My husband and I have had some problems, but my husband never communicated to me that he was feeling badly about the relationship or unhappy in general with me. He didn't suggest marriage counseling, or warn me that he was feeling distant or sad or hopeless.

He started an EA with a girl who lives out of state at the beginning of June. She is someone he dated briefly before I met him. He was smitten with her then, and she didn't seem to reciprocate. So maybe he's carried a little flame for her always.

There is a lot of clear projection going on - after more than five years of no contact, she only wrote to him (via facebook) a brief two or three line message about where she was living and what her job was. In response to that he instantly wrote her the saddest, most despairing opinions of our marriage, and ended the letter with a mention that she was "beautiful" and he attached a love song he had written about her and recorded after the last time he had seen her, years ago.

So there was no build up, and while I know a healthy woman would flee from those red flags about him, she reacted with flattery and support.
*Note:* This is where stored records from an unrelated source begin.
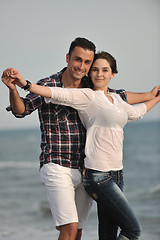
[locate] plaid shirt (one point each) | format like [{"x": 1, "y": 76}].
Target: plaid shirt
[{"x": 62, "y": 133}]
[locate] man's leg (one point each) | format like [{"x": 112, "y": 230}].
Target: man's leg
[
  {"x": 68, "y": 232},
  {"x": 60, "y": 187}
]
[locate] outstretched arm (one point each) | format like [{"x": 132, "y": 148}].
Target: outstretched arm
[
  {"x": 150, "y": 104},
  {"x": 11, "y": 77},
  {"x": 15, "y": 100},
  {"x": 134, "y": 98}
]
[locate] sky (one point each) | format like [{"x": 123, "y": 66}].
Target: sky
[{"x": 36, "y": 34}]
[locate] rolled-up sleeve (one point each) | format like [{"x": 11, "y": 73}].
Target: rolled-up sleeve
[{"x": 76, "y": 98}]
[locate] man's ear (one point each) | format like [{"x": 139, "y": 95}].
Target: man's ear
[
  {"x": 113, "y": 75},
  {"x": 67, "y": 58}
]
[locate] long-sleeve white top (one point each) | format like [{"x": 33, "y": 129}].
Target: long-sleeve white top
[{"x": 104, "y": 122}]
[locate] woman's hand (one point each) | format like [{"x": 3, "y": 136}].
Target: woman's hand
[{"x": 11, "y": 77}]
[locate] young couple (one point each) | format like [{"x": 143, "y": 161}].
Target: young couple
[{"x": 103, "y": 114}]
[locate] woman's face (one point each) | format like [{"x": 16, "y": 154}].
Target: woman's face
[{"x": 101, "y": 73}]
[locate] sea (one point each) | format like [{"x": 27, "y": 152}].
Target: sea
[{"x": 24, "y": 209}]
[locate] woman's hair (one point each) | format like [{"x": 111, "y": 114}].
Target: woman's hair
[{"x": 109, "y": 58}]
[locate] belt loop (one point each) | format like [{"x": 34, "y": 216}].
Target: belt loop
[{"x": 84, "y": 172}]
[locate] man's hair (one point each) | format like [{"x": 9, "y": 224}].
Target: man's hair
[
  {"x": 83, "y": 43},
  {"x": 109, "y": 58}
]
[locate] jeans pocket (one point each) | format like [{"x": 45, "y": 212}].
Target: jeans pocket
[{"x": 102, "y": 178}]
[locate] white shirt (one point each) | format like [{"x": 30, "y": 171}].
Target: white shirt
[{"x": 104, "y": 122}]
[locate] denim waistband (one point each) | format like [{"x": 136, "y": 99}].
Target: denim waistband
[{"x": 87, "y": 170}]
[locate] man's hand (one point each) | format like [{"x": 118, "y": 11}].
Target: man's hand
[
  {"x": 11, "y": 77},
  {"x": 155, "y": 91}
]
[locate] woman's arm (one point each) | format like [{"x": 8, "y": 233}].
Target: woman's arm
[
  {"x": 150, "y": 104},
  {"x": 134, "y": 98},
  {"x": 135, "y": 112}
]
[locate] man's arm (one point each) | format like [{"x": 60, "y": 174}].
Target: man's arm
[
  {"x": 134, "y": 98},
  {"x": 16, "y": 102}
]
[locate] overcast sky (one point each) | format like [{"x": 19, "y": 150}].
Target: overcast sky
[{"x": 36, "y": 34}]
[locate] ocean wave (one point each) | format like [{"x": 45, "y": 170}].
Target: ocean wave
[{"x": 156, "y": 189}]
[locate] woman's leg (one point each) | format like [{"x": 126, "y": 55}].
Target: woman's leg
[{"x": 104, "y": 189}]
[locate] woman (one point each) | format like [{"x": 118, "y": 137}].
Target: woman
[{"x": 104, "y": 115}]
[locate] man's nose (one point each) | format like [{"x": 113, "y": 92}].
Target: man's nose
[{"x": 82, "y": 65}]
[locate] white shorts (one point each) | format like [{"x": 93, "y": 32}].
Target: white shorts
[{"x": 68, "y": 199}]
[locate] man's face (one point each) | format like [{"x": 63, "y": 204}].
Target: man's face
[{"x": 80, "y": 62}]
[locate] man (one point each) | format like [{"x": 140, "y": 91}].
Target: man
[{"x": 63, "y": 139}]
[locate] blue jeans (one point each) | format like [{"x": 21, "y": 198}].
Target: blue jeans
[{"x": 114, "y": 211}]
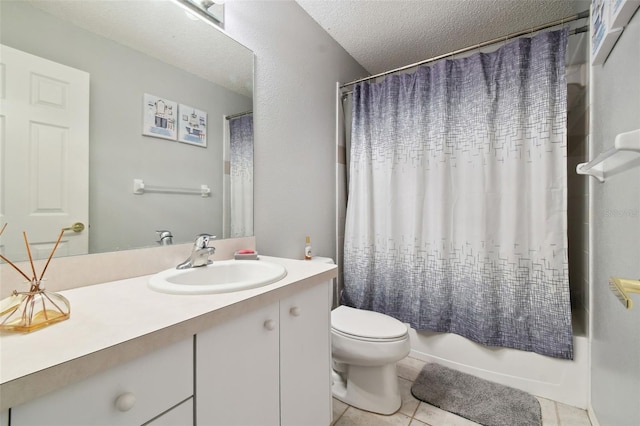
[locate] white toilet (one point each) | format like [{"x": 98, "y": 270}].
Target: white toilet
[{"x": 365, "y": 348}]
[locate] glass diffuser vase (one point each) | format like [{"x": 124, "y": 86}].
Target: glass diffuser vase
[{"x": 31, "y": 310}]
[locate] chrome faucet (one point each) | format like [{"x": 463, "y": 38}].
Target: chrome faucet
[{"x": 200, "y": 254}]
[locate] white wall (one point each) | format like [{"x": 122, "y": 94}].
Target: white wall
[
  {"x": 297, "y": 67},
  {"x": 615, "y": 242}
]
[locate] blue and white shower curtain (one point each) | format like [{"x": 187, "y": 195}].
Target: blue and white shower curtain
[
  {"x": 456, "y": 217},
  {"x": 241, "y": 176}
]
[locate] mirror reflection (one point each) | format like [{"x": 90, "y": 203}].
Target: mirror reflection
[{"x": 123, "y": 91}]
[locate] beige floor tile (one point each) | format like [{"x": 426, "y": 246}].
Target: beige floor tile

Soon she was telling him that she was still attracted to him.


All the while he was more irritable with me, we fought more frequently and I remember thinking to myself that he was starting fights over the smallest thing. If he sensed I was annoyed for any reason during those weeks, he would confront me in a sort of hostile way. For example, one day we were all trying to get out the door, I had mentioned we should leave as soon as possible, and when I was ready to get out the door he picked up his guitar and started playing. I sighed "Are we going or not?" and he put down the guitar and coldly said "Why is that you feel the need to talk to me like that?"

That was the line that started several fights in the span of one week. Once he didn't like the tone I used when I said the word "yes" , so "Why is it that you think it's okay to talk to me that way?"

It was a terrible week of fighting; I kept telling him I wished he could understand that if I feel annoyed for a split second in time it doesn't have to be a big deal, and he was more irritated and defiant and closed to listening than ever before. During the last of the fights for that week is when he shut down and had his "first doubt" about our relationship.

He never recovered from that doubt. He wanted space, space, and more space. I finally took our son to visit family out of state. I was gone for a week and it only took that long for him to go from confused with doubts and NOT wanting a divorce, to feeling he had no motivation left in his heart to work on the relationship, to telling me he was no longer in love with me, to actually signing a lease for an apartment without even talking to me about it. We are a one-income lower middle class family and just bought a house, so we have less than 200 dollars left at the end of every month to put into savings. So obviously no way to afford a 700 dollar/mo apartment.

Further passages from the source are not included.